All metal binding experiments were carried out anaerobically at ambient temperature (≈22 °C) using either a Hewlett-Packard Model 8452A Spectrophotometer (for UV-Vis electronic absorption spectra) or at 25 (±0.1) ºC with an ISS PC1 photon counting spectrofluorometer (for fluorescence and luminescence titrations, respectively) essentially as described previously (37, 38). Solution conditions were 10 mM MES, 0.1 M NaCl, pH 6.3 unless otherwise indicated. 10.5 and 11.2 µM wild-type and C31S BxmR monomer, respectively, was used for the UV-Vis absorption experiments, while 10.0 µM BxmR monomer was used for the luminescence experiments (λ_ex=300 nm with the emission spectrum scanned from 500-750 nm). For tyrosine fluorescence measurements, 5.0 μM BxmR monomer in Buffer B (10 mM HEPES, 0.40 M NaCl, pH 7.0) was titrated with 2-5 μL aliquots of either a 400 μM Cu^I stock in Buffer B or mock-titrated with Buffer B (λ_ex=280 nm; λ_em=305 nm). At each ith addition, the emission intensity was recorded and corrected for dilution, photobleaching (from the mock-titrated sample) and the inner filter effect exactly as described previously (21).

Other Metal Binding Experiments

Zn^II binding stoichiometries and affinities of wild-type, α3NΔ and α5Δ BxmRs were determined using chelator competition assays with either mag-fura-2¹(K_Zn=5.0 × 10⁷ M⁻¹ at pH 7.0) (39) or quin-2¹ (K_Zn=2.7 × 10¹¹ M⁻¹ at pH 7.0, 25 ºC) (40) using absorption spectroscopy essentially as described (23, 41).
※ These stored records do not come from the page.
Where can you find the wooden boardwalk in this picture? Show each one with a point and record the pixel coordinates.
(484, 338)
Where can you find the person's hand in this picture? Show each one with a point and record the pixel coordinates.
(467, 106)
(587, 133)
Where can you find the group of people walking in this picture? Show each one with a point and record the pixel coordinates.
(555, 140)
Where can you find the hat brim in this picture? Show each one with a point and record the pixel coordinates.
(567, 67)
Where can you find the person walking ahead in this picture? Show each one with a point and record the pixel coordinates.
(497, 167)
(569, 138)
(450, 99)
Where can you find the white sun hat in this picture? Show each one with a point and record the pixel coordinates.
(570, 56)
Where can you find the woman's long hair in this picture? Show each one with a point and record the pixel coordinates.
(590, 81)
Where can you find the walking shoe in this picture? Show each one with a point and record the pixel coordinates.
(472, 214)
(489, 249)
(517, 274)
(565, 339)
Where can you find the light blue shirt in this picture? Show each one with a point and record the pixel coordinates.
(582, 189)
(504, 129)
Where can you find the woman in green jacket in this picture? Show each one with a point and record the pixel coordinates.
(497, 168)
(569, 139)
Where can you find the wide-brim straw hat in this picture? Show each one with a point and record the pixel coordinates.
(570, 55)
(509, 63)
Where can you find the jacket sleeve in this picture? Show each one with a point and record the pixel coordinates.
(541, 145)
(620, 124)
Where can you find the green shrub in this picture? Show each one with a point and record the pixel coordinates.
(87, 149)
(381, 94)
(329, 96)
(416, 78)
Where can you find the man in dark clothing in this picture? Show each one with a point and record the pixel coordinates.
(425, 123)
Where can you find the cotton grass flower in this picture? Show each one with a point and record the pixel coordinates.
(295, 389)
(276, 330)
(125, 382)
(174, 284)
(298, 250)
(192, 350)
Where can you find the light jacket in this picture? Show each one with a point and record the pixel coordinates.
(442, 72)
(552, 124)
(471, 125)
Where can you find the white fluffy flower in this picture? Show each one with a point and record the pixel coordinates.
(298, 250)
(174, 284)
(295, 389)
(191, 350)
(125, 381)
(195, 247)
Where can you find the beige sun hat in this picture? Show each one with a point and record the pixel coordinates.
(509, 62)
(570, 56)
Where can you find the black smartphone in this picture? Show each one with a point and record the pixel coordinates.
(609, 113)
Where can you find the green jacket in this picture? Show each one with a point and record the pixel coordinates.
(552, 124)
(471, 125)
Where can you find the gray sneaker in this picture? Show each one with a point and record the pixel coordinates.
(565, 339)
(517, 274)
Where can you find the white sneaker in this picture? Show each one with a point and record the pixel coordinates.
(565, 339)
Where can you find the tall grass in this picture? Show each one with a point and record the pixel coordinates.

These data were fit using a competitive binding model with DynaFit (42) to determine step-wise zinc binding affinities, K_Zni. For mag-fura-2 experiments, 25 µM BxmR dimer (12.5 µM monomer) was mixed with 16.0 µM mag-fura-2 and titrated with a known stock solution of Zn^II; for quin-2 experiments, 20 µM BxmR dimer was mixed with 15 µM quin-2 and titrated with Zn^II (see Table 1). Co^II and Cd^II binding experiments were carried out essentially as described previously (30, 43) with the solution conditions given in the figure legends. The metal concentrations of all metal titrants used in individual experiments was quantified by atomic absorption spectroscopy as described (8).

Table 1.

Step-wise zinc binding affinities, K_Zni, derived from mag-fura-2 and quin-2 chelator competition experiments^a

BxmR protein	chelator	KZn1 (M−1)	KZn2 (M−1)	KZn3 (M−1)	KZn4 (M−1)
wild-type	mag-fura-2	≥109 a	≥109	2.2 × 107	n.d.b
	quin-2	9.4 × 1012	1.1 × 1012	n.d.c	n.d.c
α3NΔ	mag-fura-2	≥109 a	6.0 × 107	–	–
	quin-2	6.4 × 1012	n.d.c	–	–
α5Δ	mag-fura-2	≥109 a	3.0 × 106	–	–
	quin-2	4.6 × 1010	n.d.c	–	–

^aFrom nonlinear least-squares fits to data like those shown in Fig. 2 to a model assuming four (wild-type) or two (α3NΔ and α5Δ) stepwise binding events to a nondissociable dimer, each characterized by an affinity of K_Zni.

^bn.d., binding not detected, or K_Zni≤10⁵ M⁻¹ (a lower limit for mag-fura-2).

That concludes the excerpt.